I had used it before in other architectures, Here is snippet

class LeNet():
    ....
    def forward(self, x, activations=None):
        """
        Parameters:
          x: input tenosor 
          activations: set of 5 activation functions for each conv and linear layer.
        """
        act1 = act2 = act3 =  act4 = act5 = F.relu

        if activations is not None:
          (act1, act2, act3, act4, act5) = activations

        x = act1(self.conv1(x))
        x = self.maxpool1(x) if self.pool1=='max' else self.avgpool1(x)
        ....

and i had called train func which takes LeNet as

model, train_acc = train(train_loader, LeNet, epochs=10, lr=rate, use_cuda=True, pools=pool, activations=activation,

In which train function takes model and takes activations and applies to model on given combinations of activations ,

def train(trainloaer, model, epochs, activations):
    model = model(1, pools)
    pred = model(image, activations)

but problem i am getting is how can i use similar technique to use in make_layers function which works in sequential, so that it can be used in any vgg family.
As

def make_layers(...., activations=(act1, act2....))
        else:
            conv2d = nn.Conv2d(in_channels, v, kernel_size=3, padding=1)
            if batch_norm:
                layers += [conv2d, nn.BatchNorm2d(v), nn.ReLU(inplace=True)]
            else:
                layers += [conv2d, nn.ReLU(inplace=True)]

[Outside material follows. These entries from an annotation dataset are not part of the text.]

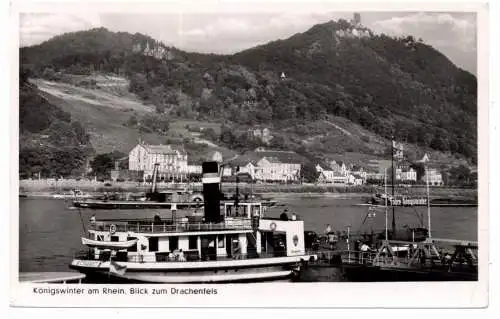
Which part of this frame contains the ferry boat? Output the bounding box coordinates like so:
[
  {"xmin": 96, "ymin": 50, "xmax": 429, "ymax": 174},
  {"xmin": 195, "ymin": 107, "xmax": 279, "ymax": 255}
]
[{"xmin": 70, "ymin": 162, "xmax": 317, "ymax": 283}]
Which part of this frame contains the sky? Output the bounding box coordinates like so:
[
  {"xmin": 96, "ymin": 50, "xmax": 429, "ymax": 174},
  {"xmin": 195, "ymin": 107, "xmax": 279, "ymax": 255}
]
[{"xmin": 19, "ymin": 11, "xmax": 477, "ymax": 74}]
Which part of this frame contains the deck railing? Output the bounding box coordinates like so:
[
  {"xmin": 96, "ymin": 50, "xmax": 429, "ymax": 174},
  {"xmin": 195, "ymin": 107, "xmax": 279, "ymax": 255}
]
[{"xmin": 89, "ymin": 219, "xmax": 252, "ymax": 233}]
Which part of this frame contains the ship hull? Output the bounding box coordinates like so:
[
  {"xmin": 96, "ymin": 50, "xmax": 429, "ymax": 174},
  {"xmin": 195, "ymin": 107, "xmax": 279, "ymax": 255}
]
[
  {"xmin": 342, "ymin": 266, "xmax": 478, "ymax": 282},
  {"xmin": 73, "ymin": 200, "xmax": 276, "ymax": 209},
  {"xmin": 70, "ymin": 256, "xmax": 314, "ymax": 284}
]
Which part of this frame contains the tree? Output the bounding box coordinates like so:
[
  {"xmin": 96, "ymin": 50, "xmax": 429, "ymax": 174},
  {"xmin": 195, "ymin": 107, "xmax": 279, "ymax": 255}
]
[
  {"xmin": 300, "ymin": 162, "xmax": 319, "ymax": 183},
  {"xmin": 90, "ymin": 151, "xmax": 126, "ymax": 179},
  {"xmin": 410, "ymin": 163, "xmax": 425, "ymax": 181}
]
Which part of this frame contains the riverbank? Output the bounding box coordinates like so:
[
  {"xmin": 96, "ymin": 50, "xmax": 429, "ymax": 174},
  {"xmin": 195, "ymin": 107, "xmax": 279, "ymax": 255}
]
[{"xmin": 19, "ymin": 180, "xmax": 478, "ymax": 200}]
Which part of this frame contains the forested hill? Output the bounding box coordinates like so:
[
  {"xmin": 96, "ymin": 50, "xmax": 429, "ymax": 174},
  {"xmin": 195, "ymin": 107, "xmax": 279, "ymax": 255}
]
[
  {"xmin": 21, "ymin": 20, "xmax": 477, "ymax": 162},
  {"xmin": 19, "ymin": 74, "xmax": 93, "ymax": 178}
]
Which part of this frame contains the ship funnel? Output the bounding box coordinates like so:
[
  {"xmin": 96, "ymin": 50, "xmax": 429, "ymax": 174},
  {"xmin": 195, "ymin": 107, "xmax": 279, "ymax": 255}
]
[{"xmin": 202, "ymin": 162, "xmax": 222, "ymax": 223}]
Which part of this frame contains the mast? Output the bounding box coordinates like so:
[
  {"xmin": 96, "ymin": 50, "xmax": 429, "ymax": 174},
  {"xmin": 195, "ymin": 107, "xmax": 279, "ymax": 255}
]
[
  {"xmin": 151, "ymin": 163, "xmax": 160, "ymax": 193},
  {"xmin": 234, "ymin": 166, "xmax": 240, "ymax": 215},
  {"xmin": 391, "ymin": 136, "xmax": 396, "ymax": 239},
  {"xmin": 425, "ymin": 168, "xmax": 432, "ymax": 238},
  {"xmin": 384, "ymin": 168, "xmax": 389, "ymax": 240}
]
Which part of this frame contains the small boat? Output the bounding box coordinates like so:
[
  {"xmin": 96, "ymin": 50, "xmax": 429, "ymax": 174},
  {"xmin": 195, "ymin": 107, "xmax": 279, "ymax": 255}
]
[
  {"xmin": 52, "ymin": 188, "xmax": 93, "ymax": 199},
  {"xmin": 332, "ymin": 141, "xmax": 478, "ymax": 281},
  {"xmin": 19, "ymin": 272, "xmax": 85, "ymax": 284},
  {"xmin": 70, "ymin": 162, "xmax": 317, "ymax": 283},
  {"xmin": 82, "ymin": 237, "xmax": 138, "ymax": 249}
]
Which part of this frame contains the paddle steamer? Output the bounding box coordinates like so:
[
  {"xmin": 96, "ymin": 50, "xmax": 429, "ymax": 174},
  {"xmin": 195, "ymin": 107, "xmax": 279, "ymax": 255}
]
[{"xmin": 70, "ymin": 162, "xmax": 317, "ymax": 283}]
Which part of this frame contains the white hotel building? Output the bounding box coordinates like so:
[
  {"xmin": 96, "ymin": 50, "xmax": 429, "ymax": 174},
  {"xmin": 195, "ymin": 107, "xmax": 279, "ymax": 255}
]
[{"xmin": 128, "ymin": 143, "xmax": 189, "ymax": 180}]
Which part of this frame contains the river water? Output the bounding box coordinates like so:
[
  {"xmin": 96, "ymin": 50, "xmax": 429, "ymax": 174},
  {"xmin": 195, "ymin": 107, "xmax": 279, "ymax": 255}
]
[{"xmin": 19, "ymin": 194, "xmax": 477, "ymax": 278}]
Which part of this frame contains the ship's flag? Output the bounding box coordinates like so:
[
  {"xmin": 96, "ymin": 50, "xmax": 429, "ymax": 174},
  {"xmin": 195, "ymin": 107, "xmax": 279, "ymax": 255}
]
[{"xmin": 109, "ymin": 260, "xmax": 127, "ymax": 276}]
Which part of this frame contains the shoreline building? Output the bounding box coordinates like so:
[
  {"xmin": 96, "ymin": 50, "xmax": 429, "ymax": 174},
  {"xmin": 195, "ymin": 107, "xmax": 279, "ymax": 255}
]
[{"xmin": 128, "ymin": 143, "xmax": 189, "ymax": 180}]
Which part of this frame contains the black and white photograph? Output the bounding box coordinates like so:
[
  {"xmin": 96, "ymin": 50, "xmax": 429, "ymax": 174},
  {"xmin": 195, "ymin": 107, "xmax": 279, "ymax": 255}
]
[{"xmin": 12, "ymin": 0, "xmax": 487, "ymax": 310}]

and that arguments activations function could be used replacing nn.RelU or any custom made activation function.
I wanted to use Functional because when using other activations in functional it was working than using nn actviations function. Although nn.ReLU can be passed in this case but some other activation function wouldnt work
How can i solve it.
Help!! @ptrblck

You could try to assign the object to act and create the module in the list before wrapping it in an nn.Sequential container:

act = nn.ReLU
layers += [conv2d, nn.BatchNorm2d(v), act(inplace=True)]

Thanks, but that means i cant use Functional , you told earlier

How can i do that?

You would just recreate the nn.ReLU() module, which wouldn’t make any difference (or maybe it fits perfectly your use case and I misunderstand it):

class MyAct(nn.Module):
    def __init__(self, act):
        super(MyAct, self).__init__()
        self.act = act

    def forward(self, x):
        x = self.act(x)
        return x

layers += [conv2d, nn.BatchNorm2d(v), MyAct(F.relu)]
2 Likes

Thanks , It will sove problem :slight_smile:

1 Like

Is there a way to take the mean/std across only the batch dimension, and thus elementwise normalize every element in each tensor of shape [C, L]? I.e., the equivalent of this:

out_manual = (x - mean(x, dim=0)) / std(x, dim=0))

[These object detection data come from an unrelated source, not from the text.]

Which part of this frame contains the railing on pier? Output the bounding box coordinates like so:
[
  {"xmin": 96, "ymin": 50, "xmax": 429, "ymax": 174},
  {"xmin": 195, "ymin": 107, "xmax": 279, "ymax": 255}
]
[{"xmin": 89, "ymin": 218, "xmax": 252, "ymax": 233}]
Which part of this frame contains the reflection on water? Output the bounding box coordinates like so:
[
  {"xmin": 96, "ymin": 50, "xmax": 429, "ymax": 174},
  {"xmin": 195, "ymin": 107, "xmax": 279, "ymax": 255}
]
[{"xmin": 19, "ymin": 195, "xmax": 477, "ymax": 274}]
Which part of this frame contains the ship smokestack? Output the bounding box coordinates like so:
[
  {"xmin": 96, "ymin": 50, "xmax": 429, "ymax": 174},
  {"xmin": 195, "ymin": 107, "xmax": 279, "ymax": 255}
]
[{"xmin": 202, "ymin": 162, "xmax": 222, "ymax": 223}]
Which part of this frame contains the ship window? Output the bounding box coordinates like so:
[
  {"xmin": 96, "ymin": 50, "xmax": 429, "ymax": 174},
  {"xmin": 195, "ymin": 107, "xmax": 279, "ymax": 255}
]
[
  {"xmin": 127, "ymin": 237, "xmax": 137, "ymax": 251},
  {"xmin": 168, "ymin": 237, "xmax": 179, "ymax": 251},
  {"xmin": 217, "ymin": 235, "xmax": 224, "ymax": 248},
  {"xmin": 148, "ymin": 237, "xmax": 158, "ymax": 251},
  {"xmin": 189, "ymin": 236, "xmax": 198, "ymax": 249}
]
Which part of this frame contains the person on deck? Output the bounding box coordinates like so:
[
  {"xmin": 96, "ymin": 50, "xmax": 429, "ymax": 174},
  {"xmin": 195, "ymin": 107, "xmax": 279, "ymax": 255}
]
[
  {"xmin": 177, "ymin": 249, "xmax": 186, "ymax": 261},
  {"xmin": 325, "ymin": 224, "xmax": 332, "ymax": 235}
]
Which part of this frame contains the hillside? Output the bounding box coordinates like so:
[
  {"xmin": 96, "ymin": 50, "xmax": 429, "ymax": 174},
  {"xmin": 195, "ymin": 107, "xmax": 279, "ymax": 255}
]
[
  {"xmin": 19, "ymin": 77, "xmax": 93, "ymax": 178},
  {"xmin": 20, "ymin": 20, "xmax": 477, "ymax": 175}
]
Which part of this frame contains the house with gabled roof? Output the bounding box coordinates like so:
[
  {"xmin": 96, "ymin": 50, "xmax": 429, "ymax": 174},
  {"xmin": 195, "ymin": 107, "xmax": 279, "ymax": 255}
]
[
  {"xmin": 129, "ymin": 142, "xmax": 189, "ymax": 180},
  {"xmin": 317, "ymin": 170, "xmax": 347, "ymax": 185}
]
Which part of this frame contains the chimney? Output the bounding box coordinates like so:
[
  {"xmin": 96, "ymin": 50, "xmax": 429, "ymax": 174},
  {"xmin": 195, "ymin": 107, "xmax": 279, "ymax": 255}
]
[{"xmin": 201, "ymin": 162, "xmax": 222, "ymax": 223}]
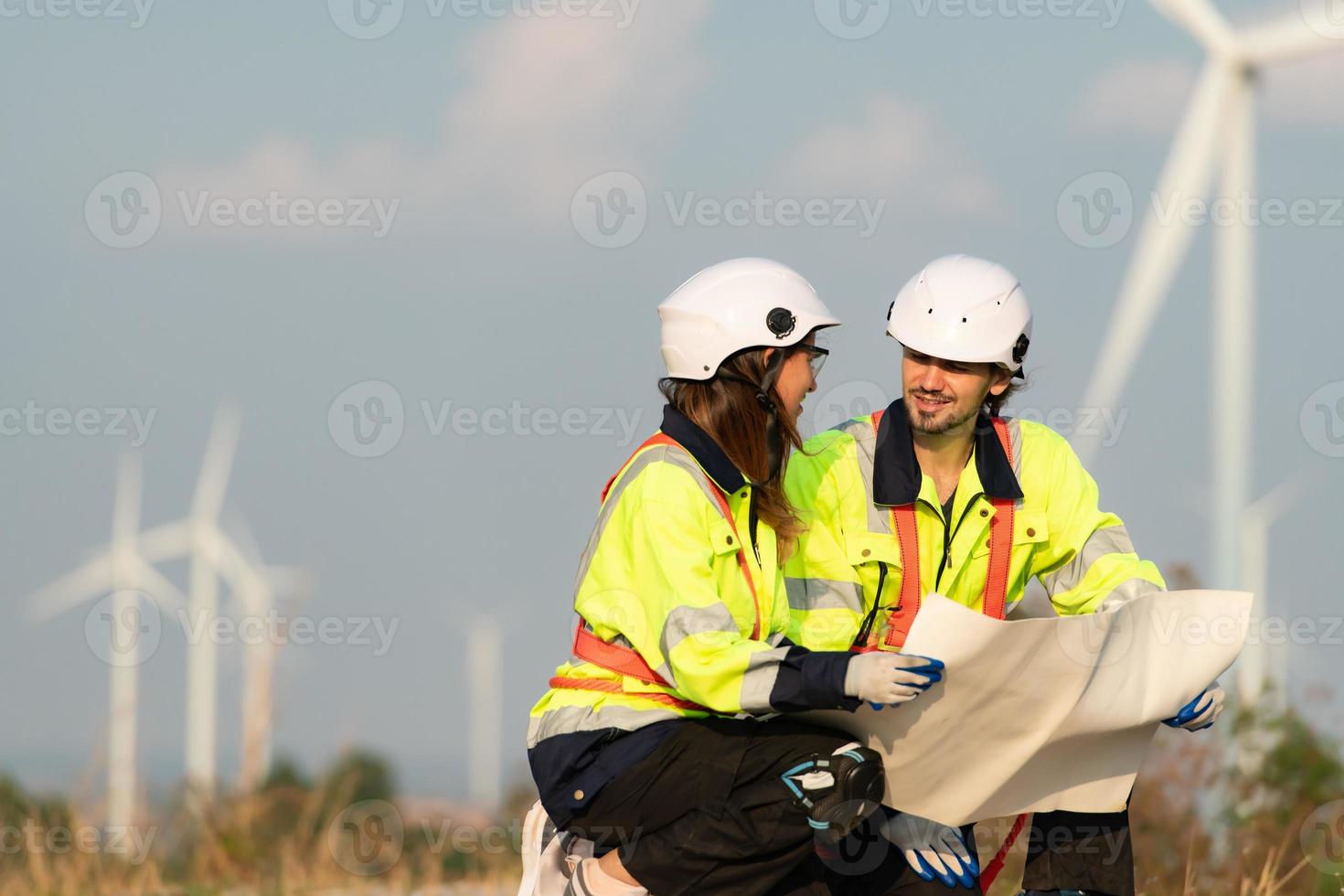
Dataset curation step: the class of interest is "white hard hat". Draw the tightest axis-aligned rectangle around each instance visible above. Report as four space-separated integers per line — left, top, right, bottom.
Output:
887 255 1030 373
658 258 840 380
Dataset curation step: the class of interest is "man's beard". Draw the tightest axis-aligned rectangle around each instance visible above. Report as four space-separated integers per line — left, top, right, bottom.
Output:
904 392 980 435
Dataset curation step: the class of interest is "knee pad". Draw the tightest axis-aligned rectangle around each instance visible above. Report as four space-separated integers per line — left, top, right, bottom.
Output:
781 743 887 844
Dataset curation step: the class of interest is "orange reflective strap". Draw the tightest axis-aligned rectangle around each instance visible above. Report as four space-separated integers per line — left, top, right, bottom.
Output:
549 676 714 712
863 410 1016 650
561 432 761 709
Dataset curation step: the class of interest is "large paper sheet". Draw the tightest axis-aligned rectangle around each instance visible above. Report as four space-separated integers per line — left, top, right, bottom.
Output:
807 591 1252 827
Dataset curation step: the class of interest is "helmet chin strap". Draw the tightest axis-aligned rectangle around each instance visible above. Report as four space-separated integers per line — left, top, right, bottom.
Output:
719 349 784 486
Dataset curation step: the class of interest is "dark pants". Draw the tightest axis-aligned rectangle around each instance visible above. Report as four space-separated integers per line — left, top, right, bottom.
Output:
569 719 1133 896
569 719 881 896
774 811 1135 896
1021 810 1135 896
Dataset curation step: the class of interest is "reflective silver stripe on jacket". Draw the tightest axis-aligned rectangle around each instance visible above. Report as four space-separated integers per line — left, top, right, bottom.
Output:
1040 525 1135 596
574 444 721 593
784 578 863 613
830 416 891 535
527 695 683 750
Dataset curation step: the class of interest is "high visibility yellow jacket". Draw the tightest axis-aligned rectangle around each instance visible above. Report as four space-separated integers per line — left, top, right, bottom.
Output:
784 399 1165 650
527 407 859 824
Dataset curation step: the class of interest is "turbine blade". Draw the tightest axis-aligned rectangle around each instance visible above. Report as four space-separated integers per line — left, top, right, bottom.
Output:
135 520 191 563
191 401 240 520
1239 9 1344 66
229 513 262 566
1152 0 1236 57
1209 80 1255 589
1246 473 1316 524
24 553 114 622
1075 62 1236 461
135 556 187 610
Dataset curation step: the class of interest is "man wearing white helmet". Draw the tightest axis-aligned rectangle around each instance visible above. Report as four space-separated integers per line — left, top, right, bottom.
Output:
520 258 941 896
784 255 1221 896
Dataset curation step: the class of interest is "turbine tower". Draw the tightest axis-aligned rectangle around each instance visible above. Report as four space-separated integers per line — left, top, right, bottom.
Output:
27 452 187 830
232 520 312 793
140 403 247 807
1078 0 1344 663
465 616 504 810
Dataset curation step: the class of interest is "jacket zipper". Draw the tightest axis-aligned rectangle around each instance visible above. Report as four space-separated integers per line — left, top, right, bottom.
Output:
921 492 984 589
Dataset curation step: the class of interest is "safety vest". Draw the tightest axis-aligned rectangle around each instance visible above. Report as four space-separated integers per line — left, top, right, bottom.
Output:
851 411 1016 653
549 432 761 712
784 403 1165 650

Would reshaping to [N, C*L], and then nn.BatchNorm1d(num_features=C*L) do the trick?
Or, although it’s an abuse of the concept of layer normalization, would this be better/more performant:

x = x.transpose([1, 2, 0])  # [C, L, N]
nn.LayerNorm(N)

The problem in this latter case is that the model has to be initialized with the batch size (and thus this must stay constant for the entire training).

Reshaping the batchnorm might work, if I understand the use case correctly.
Note that since you are normalizing each element individually, the stats would be only calculated from the batch size. For small batch sizes your stats might be very shaky, but maybe it fits your use case.
Let us know, how your experiments went :wink:

1 Like

Hi, thanks for the answer
Is there a point doing a batch norm layer directly on the input? even instead of a normalizing transform

I haven’t seen a lot of implementation using this approach and, as so often, it might depend on your use case, but if the Normalize transformation already normalizes the inputs to a zero mean and unit variance, the batchnorm layer wouldn’t do much more besides adding its affine parameters (if used).

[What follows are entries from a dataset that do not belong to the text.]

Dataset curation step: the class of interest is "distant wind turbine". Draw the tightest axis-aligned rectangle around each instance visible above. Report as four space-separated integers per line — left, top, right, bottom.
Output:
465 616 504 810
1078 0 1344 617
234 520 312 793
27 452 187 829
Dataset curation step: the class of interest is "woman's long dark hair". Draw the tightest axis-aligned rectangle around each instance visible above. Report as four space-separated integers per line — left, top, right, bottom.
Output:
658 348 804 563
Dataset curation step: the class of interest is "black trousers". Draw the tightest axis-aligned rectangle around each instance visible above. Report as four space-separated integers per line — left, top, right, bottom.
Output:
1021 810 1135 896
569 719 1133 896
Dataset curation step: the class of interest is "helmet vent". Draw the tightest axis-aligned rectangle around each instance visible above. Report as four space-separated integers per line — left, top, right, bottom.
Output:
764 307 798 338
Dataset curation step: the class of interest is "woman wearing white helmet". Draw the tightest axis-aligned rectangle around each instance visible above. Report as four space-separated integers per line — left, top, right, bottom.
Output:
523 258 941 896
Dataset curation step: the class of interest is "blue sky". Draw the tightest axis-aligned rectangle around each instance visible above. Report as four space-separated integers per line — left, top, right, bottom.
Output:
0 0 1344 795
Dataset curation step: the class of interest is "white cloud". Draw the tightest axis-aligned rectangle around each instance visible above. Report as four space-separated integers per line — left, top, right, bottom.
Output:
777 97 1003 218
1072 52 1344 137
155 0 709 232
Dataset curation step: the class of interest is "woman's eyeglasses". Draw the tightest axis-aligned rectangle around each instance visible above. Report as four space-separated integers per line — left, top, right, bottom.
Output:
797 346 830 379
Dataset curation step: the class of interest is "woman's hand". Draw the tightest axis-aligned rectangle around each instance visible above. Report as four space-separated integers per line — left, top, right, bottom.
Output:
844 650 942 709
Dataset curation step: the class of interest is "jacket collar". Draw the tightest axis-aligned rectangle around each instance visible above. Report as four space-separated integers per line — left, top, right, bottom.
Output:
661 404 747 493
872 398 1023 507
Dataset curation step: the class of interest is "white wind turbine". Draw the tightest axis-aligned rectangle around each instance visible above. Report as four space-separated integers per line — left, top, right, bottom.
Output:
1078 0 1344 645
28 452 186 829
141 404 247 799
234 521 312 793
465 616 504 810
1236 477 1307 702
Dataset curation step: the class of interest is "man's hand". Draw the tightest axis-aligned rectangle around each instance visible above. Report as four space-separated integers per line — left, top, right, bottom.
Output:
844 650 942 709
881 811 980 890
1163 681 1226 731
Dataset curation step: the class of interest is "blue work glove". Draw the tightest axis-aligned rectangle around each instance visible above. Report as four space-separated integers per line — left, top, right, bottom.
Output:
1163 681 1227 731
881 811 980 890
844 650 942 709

If the normalize transform doesn’t normalize the inputs, for example if the input is an online stream, or if preprocessing is expensive, would it make sense to use batch norm on the input?

It could work and you should definitely experiment with it.
Note that the running stats will be updated in each forward pass using the current batch statistics. If your input data changes the stats after a while, the running stats of the batchnorm layer would also “track” these changes and might thus perform badly on the data from the first iterations.